Answer:
x = -4 - 18t
y = 5 + 8t
z = 2 + 20t
Explanation:
To find the equation for the tangent plane to the given surface at point P(-4, 5, 2), we need to follow these steps:
(a) Equation of the Tangent Plane:
Calculate the partial derivatives of the surface equation with respect to x, y, and z.
Evaluate the partial derivatives at point P to obtain their values.
Use the values of the partial derivatives and the coordinates of point P to construct the equation of the tangent plane.

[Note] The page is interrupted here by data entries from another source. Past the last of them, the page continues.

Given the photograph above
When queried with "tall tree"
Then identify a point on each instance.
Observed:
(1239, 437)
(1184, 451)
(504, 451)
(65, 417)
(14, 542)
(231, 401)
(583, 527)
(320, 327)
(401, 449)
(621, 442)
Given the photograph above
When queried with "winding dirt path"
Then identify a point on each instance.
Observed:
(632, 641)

Let's calculate the partial derivatives:
∂/∂x (x² - xyz) = 2x - yz
∂/∂y (x² - xyz) = -xz
∂/∂z (x² - xyz) = -xy
Evaluate the partial derivatives at point P(-4, 5, 2):
∂/∂x (x² - xyz) = 2(-4) - 5(2) = -8 - 10 = -18
∂/∂y (x² - xyz) = -(-4)(2) = 8
∂/∂z (x² - xyz) = -(-4)(5) = 20
Now we have the values of the partial derivatives at point P, (-18, 8, 20). Using these values and the coordinates of point P(-4, 5, 2), we can construct the equation of the tangent plane:
-18(x - (-4)) + 8(y - 5) + 20(z - 2) = 0
-18(x + 4) + 8(y - 5) + 20(z - 2) = 0
-18x - 72 + 8y - 40 + 20z - 40 = 0
-18x + 8y + 20z - 152 = 0
So, the equation of the tangent plane to the given surface at point P is -18x + 8y + 20z - 152 = 0.
(b) Parametric Equations of the Normal Line:
The parametric equations of the normal line passing through point P on the surface can be expressed as:
x = -4 + at
y = 5 + bt
z = 2 + ct
Here, a, b, and c are the direction ratios of the normal vector to the surface at point P, which are the coefficients of x, y, and z in the equation of the tangent plane. So, a = -18, b = 8, and c = 20.
Therefore, the parametric equations of the normal line are:
x = -4 - 18t
y = 5 + 8t
z = 2 + 20t
These equations represent the line passing through point P(-4, 5, 2) and normal to the surface at that point.